Transforming growth factor-β (TGFβ), partly through its induction of regulatory T cells, has a crucial role in maintaining immune homeostasis. However, TGFβ must be activated to exert its regulatory effects, and the exact mechanisms involved in its activation and function in vivo are controversial. Now, Travis and colleagues show that the loss of TGFβ-activating αVβ8-integrin in dendritic cells (DCs) results in severe inflammatory bowel disease and autoimmunity in mice, indicating an important role for αVβ8-integrin in the prevention of immune dysfunction.

...loss of TGFβ-activating αVβ8-integrin in dendritic cells (DCs) results in severe inflammatory bowel disease and autoimmunity...

Previous studies have shown that the complete loss of β8-integrin (encoded by Itgb8 ) expression in mice is lethal, so the authors generated mice with a conditional deletion of Itgb8 in leukocytes. By 10 months of age, all surviving mice developed severe colitis and had high levels of circulating autoantibodies. These mice also had higher numbers of peripheral activated or memory T cells that expressed interleukin-4 and interferon-γ, and increased serum IgE, IgA and IgG1 levels compared with control mice. The phenotype of these mice is almost identical to the phenotype of mice that lack key elements of the TGFβ signalling pathway, indicating that αVβ8-integrin has an important role in activating TGFβ in vivo.
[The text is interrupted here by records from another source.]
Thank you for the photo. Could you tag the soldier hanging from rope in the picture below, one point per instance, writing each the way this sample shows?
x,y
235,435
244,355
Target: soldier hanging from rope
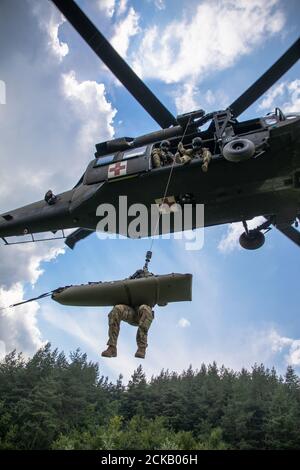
x,y
136,315
162,156
185,156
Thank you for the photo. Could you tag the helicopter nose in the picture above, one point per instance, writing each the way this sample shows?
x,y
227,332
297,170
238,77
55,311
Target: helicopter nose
x,y
8,226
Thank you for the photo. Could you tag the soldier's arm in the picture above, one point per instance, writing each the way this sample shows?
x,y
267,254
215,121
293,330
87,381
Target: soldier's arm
x,y
207,153
181,148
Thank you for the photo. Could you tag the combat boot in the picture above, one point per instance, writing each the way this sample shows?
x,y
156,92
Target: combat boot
x,y
111,351
141,352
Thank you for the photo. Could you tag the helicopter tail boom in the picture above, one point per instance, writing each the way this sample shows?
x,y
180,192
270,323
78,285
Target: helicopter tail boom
x,y
38,217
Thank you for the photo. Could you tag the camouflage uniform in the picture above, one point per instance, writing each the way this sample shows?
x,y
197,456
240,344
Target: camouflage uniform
x,y
140,316
185,156
161,158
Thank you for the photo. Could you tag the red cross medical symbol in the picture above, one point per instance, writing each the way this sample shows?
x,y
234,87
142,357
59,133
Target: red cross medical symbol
x,y
117,169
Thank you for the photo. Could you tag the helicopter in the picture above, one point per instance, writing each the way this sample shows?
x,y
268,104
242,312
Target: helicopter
x,y
255,167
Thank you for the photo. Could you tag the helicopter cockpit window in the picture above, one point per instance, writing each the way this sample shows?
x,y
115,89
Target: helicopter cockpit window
x,y
104,160
132,153
271,120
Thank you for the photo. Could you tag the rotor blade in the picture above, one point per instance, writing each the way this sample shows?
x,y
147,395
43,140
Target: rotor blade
x,y
291,233
286,61
76,236
115,63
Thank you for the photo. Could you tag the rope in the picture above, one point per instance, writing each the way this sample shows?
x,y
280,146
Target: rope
x,y
167,187
42,296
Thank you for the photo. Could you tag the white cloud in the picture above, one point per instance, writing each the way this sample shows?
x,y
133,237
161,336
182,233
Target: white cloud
x,y
282,343
185,98
126,28
230,241
50,20
160,4
59,48
107,7
95,113
122,7
271,96
18,326
285,95
184,323
211,39
189,97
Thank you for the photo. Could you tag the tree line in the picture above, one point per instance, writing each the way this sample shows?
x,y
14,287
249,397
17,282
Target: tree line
x,y
53,402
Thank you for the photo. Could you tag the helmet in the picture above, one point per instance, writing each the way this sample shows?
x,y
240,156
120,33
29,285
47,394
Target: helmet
x,y
165,144
197,143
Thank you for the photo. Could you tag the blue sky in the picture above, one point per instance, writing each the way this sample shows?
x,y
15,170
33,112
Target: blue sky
x,y
61,100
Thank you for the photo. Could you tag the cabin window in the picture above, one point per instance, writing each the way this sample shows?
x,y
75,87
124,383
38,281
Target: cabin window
x,y
132,153
101,161
271,120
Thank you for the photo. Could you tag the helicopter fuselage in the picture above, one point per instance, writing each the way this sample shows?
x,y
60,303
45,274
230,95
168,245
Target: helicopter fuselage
x,y
266,184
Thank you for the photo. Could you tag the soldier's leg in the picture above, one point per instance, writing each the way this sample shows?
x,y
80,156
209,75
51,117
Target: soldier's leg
x,y
185,159
156,160
117,314
206,160
145,319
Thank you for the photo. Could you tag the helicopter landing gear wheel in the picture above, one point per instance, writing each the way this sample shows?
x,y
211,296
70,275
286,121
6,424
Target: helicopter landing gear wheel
x,y
252,240
239,150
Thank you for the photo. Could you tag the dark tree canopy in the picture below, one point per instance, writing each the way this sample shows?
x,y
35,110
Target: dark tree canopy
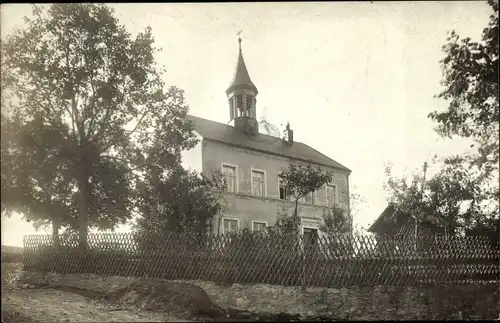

To identify the exact subset of leukocytes involved, mice were generated that specifically lacked β8-integrin expression in T cells or in DCs. Mice with a conditional loss of β8-integrin expression in T cells were phenotypically indistinguishable from control mice, whereas mice with a conditional loss of β8-integrin expression in DCs were identical to mice that lacked β8-integrin expression in all leukocytes. Further in vitro analysis showed that although the lack of β8-integrin expression did not affect the maturation of DCs, the ability of these DCs to convert CD4+ T cells into regulatory T cells — as determined by their expression of forkhead box P3 (FOXP3)— was greatly reduced. However, the addition of active TGFβ to in vitro co-cultures restored the induction of regulatory T cells by β8-integrin-deficient DCs. Interestingly, the percentage of FOXP3+ regulatory T cells in the spleens of mice with β8-integrin-deficient DCs was the same as that in control mice. However, there was a 50% reduction in the percentage of regulatory T cells in colonic lamina propria of these deficient mice relative to control mice.

Taken together, the data indicate an important role for αVβ8-integrin-mediated TGFβ activation and the subsequent induction of regulatory T cells in the maintenance of immune homeostasis in the colon, disruption of which results in autoimmunity and inflammatory bowel disease.